Slow progress on a federal promise to create a national school food program is causing advocates to fear it may have been cut from the government's priority menu, exacerbating the country's affordability and hunger crisis.
Canada is the only G7 country without a national school food program, putting it in 37th place out of the world's 41 wealthiest countries when it comes to feeding school children, according to UNICEF in 2017. Instead, the country relies on a patchwork of initiatives funded by provincial or territorial governments that depend heavily on volunteers to run.
The Liberals' 2021 re-election platform included a promise to spend $1 billion over five years to create a national school meal program and standards. But nearly three years later, advocates say the government has little to show for its promise.
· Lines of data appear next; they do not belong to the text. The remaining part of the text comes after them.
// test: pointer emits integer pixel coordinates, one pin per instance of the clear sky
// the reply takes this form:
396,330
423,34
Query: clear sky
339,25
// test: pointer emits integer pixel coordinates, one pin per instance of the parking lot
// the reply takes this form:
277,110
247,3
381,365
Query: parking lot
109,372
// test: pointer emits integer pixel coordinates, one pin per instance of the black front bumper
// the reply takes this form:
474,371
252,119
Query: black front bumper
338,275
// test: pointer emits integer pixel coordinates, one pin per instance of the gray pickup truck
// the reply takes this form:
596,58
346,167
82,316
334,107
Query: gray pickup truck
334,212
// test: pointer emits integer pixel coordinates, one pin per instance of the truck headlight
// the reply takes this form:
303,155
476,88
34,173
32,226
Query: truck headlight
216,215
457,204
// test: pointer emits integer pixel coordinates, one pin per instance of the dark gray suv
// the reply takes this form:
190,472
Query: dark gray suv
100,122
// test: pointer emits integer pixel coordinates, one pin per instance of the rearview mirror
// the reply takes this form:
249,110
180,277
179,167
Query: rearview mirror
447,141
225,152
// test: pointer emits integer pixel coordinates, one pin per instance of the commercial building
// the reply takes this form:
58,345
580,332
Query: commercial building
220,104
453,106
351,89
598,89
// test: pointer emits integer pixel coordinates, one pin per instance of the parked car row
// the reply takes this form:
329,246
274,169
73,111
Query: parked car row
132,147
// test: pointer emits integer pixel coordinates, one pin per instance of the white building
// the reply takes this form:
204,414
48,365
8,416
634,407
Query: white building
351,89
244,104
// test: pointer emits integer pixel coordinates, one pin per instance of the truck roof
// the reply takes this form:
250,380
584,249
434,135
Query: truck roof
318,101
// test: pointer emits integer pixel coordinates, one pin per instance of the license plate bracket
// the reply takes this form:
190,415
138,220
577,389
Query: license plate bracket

"For a government that needs to worry about doing the right thing during the affordability crisis, this is probably the biggest single investment they can make," said Debbie Field, the co-ordinator of the Coalition for Healthy School Food. Even a relatively modest investment of $200 million "could be a very easy way for the government to make things a lot better for many … in Canada."
School food programs are known to have wide-ranging benefits. From improving students' concentration in class or tackling public health issues like childhood obesity to fostering a sense of community helpful to kids' mental health, research shows their benefits disproportionately outweigh the cost.
The benefits are also long-lasting. According to a recent analysis of Sweden's decades-old program, school meals increased people's average lifetime earnings by about three per cent, rising to six per cent for people from low-income families.
The program generated "substantial long-term benefits,'' including improving educational and health outcomes, the authors found. For Field, the research emphasizes that while universal school meal programs have larger impacts on children from lower-income families, they should be "for all kids."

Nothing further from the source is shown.